GPT and ELT: Productive, Disruptive, or Destructive?
How will the latest advances in Large Language Models (LLMs) such as ChatGPT affect English language teaching and learning? In this free webinar, four ed-tech and ELT experts come together to discuss the implications.
GPT and ELT: Productive, Disruptive, or Destructive (Paul Raine)
In this presentation, the speaker will address questions such as "what is GPT?", "what is ELT?" and even "what does it mean to learn a language?" The speaker will contend that ChatGPT will certainly disrupt the ELT industry, but whether that disruption is productive or destructive will depend on the way the technology is adopted and used by teachers and learners of English. Theories of language learning such as Vygotsky's Zone of Proximal Development and Canale and Swain's "communicative competence" will be re-examined in the light of ChatGPT.
ChatGPT: A Game Changer or a Gimmick in Language Learning? (Philip Kerr)
Philip's supplementary materials
Less than two months after the release of ChatGPT, there are already a good number of suggestions for making practical use of this technology in language teaching and learning. This short presentation will briefly review some of the ideas that have been put forward. For teaching, these ideas range from the trivial and dull to the dynamic and exciting, reflecting the ChatGPT user’s understanding of instructed language learning and their creativity in learning design. The technology promises to be an accelerator for both good and bad teaching practice. For self-directed learning, it remains too early to say.
The AI Bubble is Upon Us. Let's take advantage. (Kevin Ryan)
Kevin's supplementary materials
As we get to know ChatGPT better, our irrational exuberance will be tempered. It will cause some of us to change our ways of both teaching and learning. We look at how teachers adopt new technology and speculate how it will be different this time. We look at some predecessors, as well as how AI will be integrated into new technology using the OpenAI API.
ChatGPT: Where it's been and where it might be going (Joe Tomei)
ChatGPT, the subject of this webinar, is a chatbot that seems to be more than just a chatbot. Introduced as an open beta in mid December, the speed, versatility and range of responses of the program have many people wondering if and how they will cope with it. This presentation will talk about some of the background of ChatGPT, a background which will hopefully give us clues about what may happen in the future. This presentation will be divided into three parts. The first part will talk about the lead up to ChatGPT. The second part will talk about the question of AI alignment, a problem which I think will help us understand the challenges we as teachers face and in the third part, I'll talk about some possible cultural issues that may arise with the use of ChatGPT.
Paul Raine (MA TEFL/TESL, University of Birmingham 2012) is an award-winning teacher, presenter, author, and developer. His books include the best-selling 50 Ways to Teach with Technology and the innovative multi-path graded reader Journey to Mars. He has helped design and develop several websites for teachers and learners of EFL, including abaxlms.com and zengengo.com. He has published numerous research articles on the teaching and learning of English as a second language, and is particularly interested in Computer Assisted Language Learning (CALL).
Philip Kerr is a teacher trainer and materials writers who lives in Vienna. His books include ‘Translation and Own-Language Activities’ (2014) and ’30 Trends in ELT’ (2022), both from CUP. He blogs about technology and language teaching at https://adaptivelearninginelt.wordpress.com/
Kevin Ryan has taught in Barcelona, Chicago, Nanjing and Tokyo. He teaches courses that usually have the words "digital" and *literacy" in the title, both at the undergraduate and graduate level at Showa Women's University. He is a founding member of the JALT CALL SIG and a 3-time President of the Tokyo PC User's Group, which was his most intense learning experience.

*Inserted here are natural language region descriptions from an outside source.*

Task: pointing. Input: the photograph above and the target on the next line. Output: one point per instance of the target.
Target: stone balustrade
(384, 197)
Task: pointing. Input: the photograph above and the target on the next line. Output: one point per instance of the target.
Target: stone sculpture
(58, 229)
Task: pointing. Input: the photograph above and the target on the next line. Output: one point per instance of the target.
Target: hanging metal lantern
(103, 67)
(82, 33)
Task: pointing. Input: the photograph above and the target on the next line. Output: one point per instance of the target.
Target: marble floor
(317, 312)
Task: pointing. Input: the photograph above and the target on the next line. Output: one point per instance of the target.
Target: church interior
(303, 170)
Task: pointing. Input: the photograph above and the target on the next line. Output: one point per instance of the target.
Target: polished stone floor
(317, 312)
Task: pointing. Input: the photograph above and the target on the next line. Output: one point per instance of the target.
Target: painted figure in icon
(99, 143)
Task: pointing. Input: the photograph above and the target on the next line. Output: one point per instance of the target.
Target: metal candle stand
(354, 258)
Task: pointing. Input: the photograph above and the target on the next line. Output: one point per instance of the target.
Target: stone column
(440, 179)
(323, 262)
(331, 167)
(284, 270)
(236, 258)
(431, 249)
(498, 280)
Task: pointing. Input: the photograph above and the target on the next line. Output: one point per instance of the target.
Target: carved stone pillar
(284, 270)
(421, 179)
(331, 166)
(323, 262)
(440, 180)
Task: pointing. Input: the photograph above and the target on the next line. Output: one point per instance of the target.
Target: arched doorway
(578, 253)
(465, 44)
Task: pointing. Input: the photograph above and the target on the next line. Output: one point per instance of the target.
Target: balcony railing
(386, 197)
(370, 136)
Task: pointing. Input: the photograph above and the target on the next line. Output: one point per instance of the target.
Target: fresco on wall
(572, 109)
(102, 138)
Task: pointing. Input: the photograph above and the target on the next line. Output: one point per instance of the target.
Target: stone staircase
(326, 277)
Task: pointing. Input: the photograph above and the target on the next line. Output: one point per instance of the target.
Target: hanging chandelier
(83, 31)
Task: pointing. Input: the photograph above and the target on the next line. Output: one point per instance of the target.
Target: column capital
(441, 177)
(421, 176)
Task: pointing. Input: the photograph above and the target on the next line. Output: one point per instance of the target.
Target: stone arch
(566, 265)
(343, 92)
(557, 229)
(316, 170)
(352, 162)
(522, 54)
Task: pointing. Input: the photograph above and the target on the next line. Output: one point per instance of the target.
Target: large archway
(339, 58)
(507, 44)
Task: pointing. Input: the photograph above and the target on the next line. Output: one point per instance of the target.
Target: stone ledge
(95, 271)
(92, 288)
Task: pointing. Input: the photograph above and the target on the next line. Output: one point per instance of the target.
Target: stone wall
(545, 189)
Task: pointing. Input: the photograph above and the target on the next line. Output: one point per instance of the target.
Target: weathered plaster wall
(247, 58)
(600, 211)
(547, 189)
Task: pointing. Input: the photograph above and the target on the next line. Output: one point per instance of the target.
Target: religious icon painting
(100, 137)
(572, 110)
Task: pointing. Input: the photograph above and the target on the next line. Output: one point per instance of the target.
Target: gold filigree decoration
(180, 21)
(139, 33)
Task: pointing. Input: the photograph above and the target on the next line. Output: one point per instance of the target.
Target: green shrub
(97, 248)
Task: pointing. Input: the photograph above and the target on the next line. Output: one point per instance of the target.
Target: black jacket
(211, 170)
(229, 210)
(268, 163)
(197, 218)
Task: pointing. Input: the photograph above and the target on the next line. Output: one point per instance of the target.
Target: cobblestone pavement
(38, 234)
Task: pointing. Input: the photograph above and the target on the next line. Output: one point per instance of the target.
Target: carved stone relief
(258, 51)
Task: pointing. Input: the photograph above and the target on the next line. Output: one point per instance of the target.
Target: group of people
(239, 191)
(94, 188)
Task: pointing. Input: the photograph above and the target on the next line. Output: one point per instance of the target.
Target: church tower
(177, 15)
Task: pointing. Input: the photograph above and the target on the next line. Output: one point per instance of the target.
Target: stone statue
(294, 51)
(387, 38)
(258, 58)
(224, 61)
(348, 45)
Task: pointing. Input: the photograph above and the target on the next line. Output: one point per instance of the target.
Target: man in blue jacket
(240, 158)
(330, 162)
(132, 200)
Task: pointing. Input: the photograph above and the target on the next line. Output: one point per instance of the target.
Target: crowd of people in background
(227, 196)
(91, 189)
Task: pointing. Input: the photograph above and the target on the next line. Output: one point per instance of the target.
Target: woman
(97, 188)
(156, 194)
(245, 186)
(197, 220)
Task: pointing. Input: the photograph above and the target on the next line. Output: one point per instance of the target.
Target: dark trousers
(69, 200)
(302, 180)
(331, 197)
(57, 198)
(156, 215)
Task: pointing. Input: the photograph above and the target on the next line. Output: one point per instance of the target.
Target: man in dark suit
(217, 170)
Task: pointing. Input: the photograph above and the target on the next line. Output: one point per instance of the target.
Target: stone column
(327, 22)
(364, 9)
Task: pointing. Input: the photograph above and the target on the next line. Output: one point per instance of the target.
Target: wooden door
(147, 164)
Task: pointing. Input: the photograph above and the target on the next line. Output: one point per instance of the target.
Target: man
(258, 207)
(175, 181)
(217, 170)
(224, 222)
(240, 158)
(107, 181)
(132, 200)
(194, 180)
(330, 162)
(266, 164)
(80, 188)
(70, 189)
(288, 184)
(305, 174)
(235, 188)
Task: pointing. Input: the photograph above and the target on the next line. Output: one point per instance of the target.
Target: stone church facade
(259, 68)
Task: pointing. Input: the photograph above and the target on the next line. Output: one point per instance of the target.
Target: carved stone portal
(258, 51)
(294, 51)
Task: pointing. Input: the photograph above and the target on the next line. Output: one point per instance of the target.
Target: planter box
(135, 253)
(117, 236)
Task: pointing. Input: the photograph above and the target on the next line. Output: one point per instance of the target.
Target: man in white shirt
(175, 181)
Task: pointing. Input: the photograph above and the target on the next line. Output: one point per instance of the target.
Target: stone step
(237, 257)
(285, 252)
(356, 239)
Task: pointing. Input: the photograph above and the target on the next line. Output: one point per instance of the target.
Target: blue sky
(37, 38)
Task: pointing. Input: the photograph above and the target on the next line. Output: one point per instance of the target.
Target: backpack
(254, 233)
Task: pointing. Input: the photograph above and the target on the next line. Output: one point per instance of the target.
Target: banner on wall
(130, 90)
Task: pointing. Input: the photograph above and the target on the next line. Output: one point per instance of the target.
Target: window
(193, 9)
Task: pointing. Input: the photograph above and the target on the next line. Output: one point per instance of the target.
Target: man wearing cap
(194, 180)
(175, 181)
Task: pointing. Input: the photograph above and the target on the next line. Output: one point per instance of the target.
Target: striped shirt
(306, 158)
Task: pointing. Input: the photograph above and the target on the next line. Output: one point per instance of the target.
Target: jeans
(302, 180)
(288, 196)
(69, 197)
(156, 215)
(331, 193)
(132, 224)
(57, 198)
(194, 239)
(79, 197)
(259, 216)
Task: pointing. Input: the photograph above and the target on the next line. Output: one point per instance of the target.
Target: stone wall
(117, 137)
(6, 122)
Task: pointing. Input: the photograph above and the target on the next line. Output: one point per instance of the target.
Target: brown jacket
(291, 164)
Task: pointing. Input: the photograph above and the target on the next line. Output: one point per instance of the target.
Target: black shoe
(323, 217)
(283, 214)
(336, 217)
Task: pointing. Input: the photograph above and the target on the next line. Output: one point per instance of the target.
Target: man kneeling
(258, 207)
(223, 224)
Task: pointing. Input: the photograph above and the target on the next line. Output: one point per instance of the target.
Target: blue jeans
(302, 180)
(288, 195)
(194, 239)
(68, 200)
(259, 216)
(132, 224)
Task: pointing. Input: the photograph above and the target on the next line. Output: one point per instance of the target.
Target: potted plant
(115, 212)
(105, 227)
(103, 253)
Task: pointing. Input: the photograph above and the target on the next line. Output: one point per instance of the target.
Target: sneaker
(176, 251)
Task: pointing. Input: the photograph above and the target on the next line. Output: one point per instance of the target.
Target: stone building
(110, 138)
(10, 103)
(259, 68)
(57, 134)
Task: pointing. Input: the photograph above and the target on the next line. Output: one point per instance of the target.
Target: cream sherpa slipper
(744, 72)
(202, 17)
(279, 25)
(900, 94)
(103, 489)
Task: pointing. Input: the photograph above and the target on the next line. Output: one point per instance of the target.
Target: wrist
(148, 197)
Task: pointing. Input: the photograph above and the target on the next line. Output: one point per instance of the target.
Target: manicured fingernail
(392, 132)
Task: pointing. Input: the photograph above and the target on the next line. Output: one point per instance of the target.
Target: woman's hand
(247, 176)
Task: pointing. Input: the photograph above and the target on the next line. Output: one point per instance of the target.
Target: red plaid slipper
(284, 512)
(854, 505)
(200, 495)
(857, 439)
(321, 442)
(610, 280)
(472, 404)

Joseph Tomei is a professor in the Faculty of British and American Studies at Kumamoto Gakuen University. He has taught EFL in France, Spain, and Japan and has a long held interest in computer-mediated communication. He also is interested in the application of functional/typological grammar to language teaching, practical activities in the language classroom, and writing instruction, and his doctorate is on using metaphor for EFL writing instruction.